For your case: switch to message queue (Kafka) to decouple change stream from Redis. Multiple Redis workers pull from queue and invalidate in parallel.

Follow-up: Design a cache invalidation system that also handles cache warming on restart without thundering herd.

You use change streams for database audit logging: every change to sensitive data (users, payments) is logged to audit collection. Your change stream listener logs changes and writes to audit collection. However, you've noticed circular logging: the audit collection write itself generates a change event, which generates another audit entry, creating an infinite loop. After a few hours, audit collection grows to 100GB. How would you prevent this?

Change stream on the source collection fires for both application updates and audit listener writes. If audit listener writes to audit collection and also watches audit collection, you create a feedback loop: change on orders -> audit entry written -> change on audit -> audit entry for the audit change -> infinite recursion.

Prevention: (1) Use separate collection for audit: watch orders collection, write to audit_orders collection (different collection). This breaks the loop because audit_orders changes don't re-trigger the orders change stream; (2) Filter out audit writes in aggregation pipeline: `db.orders.watch([{$match: {operationType: {$ne: "audit"}}}])`. Mark audit updates with special operationType and filter them; (3) Use change stream on separate database: watch orders in production_db, write audit to audit_db. They're different databases—change stream on production won't see audit_db changes; (4) Flag audit writes: before writing audit entry, set a thread-local flag, check flag in change stream listener, skip processing if flag is set.
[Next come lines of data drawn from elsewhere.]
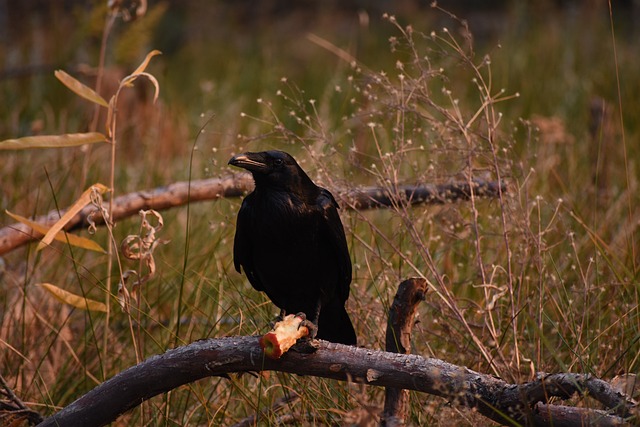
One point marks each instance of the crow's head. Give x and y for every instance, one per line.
x=274, y=169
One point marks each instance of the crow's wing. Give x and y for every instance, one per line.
x=332, y=228
x=242, y=243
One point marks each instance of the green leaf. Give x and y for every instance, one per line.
x=52, y=141
x=80, y=89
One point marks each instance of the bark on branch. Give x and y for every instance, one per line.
x=494, y=398
x=181, y=193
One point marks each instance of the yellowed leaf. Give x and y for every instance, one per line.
x=73, y=299
x=145, y=63
x=74, y=240
x=52, y=141
x=79, y=204
x=84, y=91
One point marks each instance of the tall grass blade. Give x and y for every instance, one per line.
x=52, y=141
x=82, y=201
x=80, y=89
x=80, y=242
x=74, y=300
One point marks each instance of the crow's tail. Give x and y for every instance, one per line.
x=335, y=325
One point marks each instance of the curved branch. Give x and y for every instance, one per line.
x=490, y=396
x=181, y=193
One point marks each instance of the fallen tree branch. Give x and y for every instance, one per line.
x=181, y=193
x=492, y=397
x=398, y=340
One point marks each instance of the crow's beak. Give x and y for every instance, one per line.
x=247, y=161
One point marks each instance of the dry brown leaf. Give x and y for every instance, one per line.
x=74, y=240
x=80, y=89
x=52, y=141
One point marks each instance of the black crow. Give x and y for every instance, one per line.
x=291, y=244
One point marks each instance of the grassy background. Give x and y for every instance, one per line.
x=544, y=279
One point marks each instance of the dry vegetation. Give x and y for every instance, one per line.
x=543, y=279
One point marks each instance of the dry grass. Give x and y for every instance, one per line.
x=542, y=279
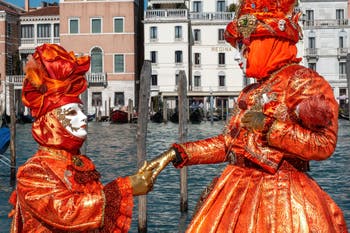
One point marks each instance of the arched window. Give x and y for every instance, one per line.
x=96, y=60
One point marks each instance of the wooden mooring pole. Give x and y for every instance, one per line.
x=183, y=128
x=141, y=137
x=13, y=131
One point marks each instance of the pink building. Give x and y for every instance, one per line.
x=9, y=42
x=110, y=32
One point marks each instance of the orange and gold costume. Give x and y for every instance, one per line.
x=58, y=189
x=265, y=187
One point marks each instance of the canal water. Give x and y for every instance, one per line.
x=113, y=149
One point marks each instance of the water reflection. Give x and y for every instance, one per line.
x=113, y=149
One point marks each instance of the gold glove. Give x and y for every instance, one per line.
x=157, y=164
x=141, y=182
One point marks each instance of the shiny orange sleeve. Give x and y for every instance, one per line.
x=45, y=191
x=295, y=138
x=42, y=193
x=206, y=151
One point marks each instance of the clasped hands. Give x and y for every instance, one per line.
x=142, y=182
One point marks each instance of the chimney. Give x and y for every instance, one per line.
x=26, y=5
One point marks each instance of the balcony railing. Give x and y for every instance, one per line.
x=17, y=80
x=41, y=40
x=166, y=14
x=322, y=23
x=342, y=52
x=212, y=16
x=311, y=53
x=97, y=79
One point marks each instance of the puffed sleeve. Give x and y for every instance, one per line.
x=206, y=151
x=313, y=134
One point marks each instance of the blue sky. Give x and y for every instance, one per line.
x=35, y=3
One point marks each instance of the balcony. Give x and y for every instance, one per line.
x=166, y=14
x=17, y=80
x=97, y=79
x=342, y=53
x=311, y=53
x=325, y=23
x=212, y=16
x=166, y=1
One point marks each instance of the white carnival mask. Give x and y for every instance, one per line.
x=73, y=119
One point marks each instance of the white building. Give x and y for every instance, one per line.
x=188, y=35
x=326, y=39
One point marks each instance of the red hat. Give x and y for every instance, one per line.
x=264, y=18
x=54, y=78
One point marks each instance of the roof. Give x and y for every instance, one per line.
x=44, y=11
x=8, y=7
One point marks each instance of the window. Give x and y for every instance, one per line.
x=118, y=25
x=197, y=35
x=339, y=14
x=342, y=91
x=197, y=6
x=341, y=42
x=221, y=58
x=153, y=33
x=119, y=99
x=118, y=63
x=9, y=29
x=27, y=31
x=309, y=17
x=154, y=56
x=342, y=68
x=220, y=6
x=312, y=43
x=73, y=26
x=154, y=80
x=44, y=30
x=56, y=30
x=312, y=66
x=96, y=60
x=96, y=99
x=178, y=56
x=221, y=37
x=178, y=32
x=221, y=80
x=197, y=80
x=96, y=25
x=197, y=58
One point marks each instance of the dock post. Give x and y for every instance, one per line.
x=183, y=119
x=165, y=110
x=141, y=135
x=13, y=132
x=130, y=110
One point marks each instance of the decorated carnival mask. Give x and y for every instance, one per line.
x=72, y=119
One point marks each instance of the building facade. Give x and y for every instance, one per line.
x=9, y=43
x=326, y=32
x=188, y=36
x=108, y=31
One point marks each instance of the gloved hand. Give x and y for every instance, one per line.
x=253, y=120
x=141, y=182
x=157, y=164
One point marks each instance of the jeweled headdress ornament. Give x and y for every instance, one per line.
x=54, y=77
x=264, y=18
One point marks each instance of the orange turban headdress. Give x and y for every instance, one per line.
x=264, y=18
x=54, y=78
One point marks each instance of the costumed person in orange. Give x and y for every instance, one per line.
x=281, y=122
x=58, y=189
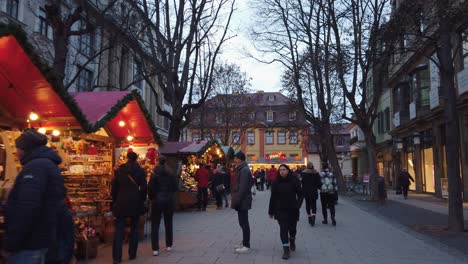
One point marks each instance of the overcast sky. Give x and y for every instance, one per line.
x=265, y=77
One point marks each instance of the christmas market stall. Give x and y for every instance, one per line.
x=84, y=129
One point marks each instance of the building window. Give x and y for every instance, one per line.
x=292, y=116
x=269, y=116
x=43, y=25
x=293, y=137
x=269, y=137
x=85, y=79
x=252, y=116
x=251, y=138
x=86, y=45
x=236, y=138
x=281, y=137
x=137, y=74
x=12, y=8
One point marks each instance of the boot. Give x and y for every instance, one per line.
x=285, y=253
x=292, y=244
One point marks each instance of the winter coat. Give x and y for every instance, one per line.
x=202, y=176
x=404, y=179
x=311, y=183
x=272, y=174
x=286, y=198
x=241, y=194
x=34, y=202
x=162, y=188
x=127, y=198
x=328, y=181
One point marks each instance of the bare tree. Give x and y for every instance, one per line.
x=184, y=40
x=297, y=34
x=434, y=27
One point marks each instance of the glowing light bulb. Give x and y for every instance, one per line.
x=33, y=116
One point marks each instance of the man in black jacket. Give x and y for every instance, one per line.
x=128, y=197
x=33, y=204
x=241, y=198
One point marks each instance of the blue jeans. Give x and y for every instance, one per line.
x=28, y=256
x=243, y=216
x=119, y=237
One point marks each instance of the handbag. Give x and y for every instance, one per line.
x=220, y=187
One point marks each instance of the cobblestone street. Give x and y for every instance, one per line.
x=359, y=237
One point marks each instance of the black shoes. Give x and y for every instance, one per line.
x=285, y=253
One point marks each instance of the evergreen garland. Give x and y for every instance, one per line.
x=57, y=85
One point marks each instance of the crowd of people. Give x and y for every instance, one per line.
x=39, y=227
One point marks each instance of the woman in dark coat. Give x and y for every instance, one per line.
x=285, y=202
x=311, y=183
x=162, y=188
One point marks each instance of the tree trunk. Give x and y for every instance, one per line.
x=452, y=137
x=372, y=159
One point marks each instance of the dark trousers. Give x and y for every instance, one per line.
x=287, y=229
x=202, y=198
x=156, y=221
x=119, y=237
x=311, y=203
x=404, y=189
x=328, y=202
x=243, y=216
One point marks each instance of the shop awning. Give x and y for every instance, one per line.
x=108, y=109
x=24, y=89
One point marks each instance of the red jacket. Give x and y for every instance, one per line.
x=272, y=174
x=202, y=176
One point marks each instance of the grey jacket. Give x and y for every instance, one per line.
x=241, y=195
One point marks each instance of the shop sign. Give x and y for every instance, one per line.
x=276, y=155
x=444, y=187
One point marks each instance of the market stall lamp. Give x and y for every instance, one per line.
x=33, y=116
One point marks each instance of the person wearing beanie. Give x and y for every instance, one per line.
x=35, y=201
x=241, y=198
x=162, y=191
x=128, y=198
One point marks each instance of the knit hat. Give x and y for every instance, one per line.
x=240, y=155
x=30, y=139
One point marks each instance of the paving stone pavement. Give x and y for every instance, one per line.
x=359, y=237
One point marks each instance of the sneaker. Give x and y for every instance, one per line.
x=243, y=249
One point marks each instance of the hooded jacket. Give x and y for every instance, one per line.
x=241, y=194
x=127, y=197
x=34, y=202
x=311, y=183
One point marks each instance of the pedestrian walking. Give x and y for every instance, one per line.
x=285, y=202
x=219, y=188
x=241, y=199
x=328, y=192
x=34, y=202
x=272, y=172
x=404, y=180
x=162, y=189
x=311, y=183
x=202, y=177
x=128, y=197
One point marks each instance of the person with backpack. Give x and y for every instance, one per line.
x=128, y=198
x=328, y=192
x=162, y=189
Best practice: use separate audit collection for each source collection. Orders changes -> orders_audit, Users changes -> users_audit. No shared collection, no loops. At query time, join results if needed.

Verify fix: start change stream, make single order change, check audit_orders receives exactly 1 entry. Wait 5 minutes, confirm audit collection count doesn't grow spontaneously.

Follow-up: Design a comprehensive audit logging system on MongoDB that captures all changes without circular dependencies or performance impact.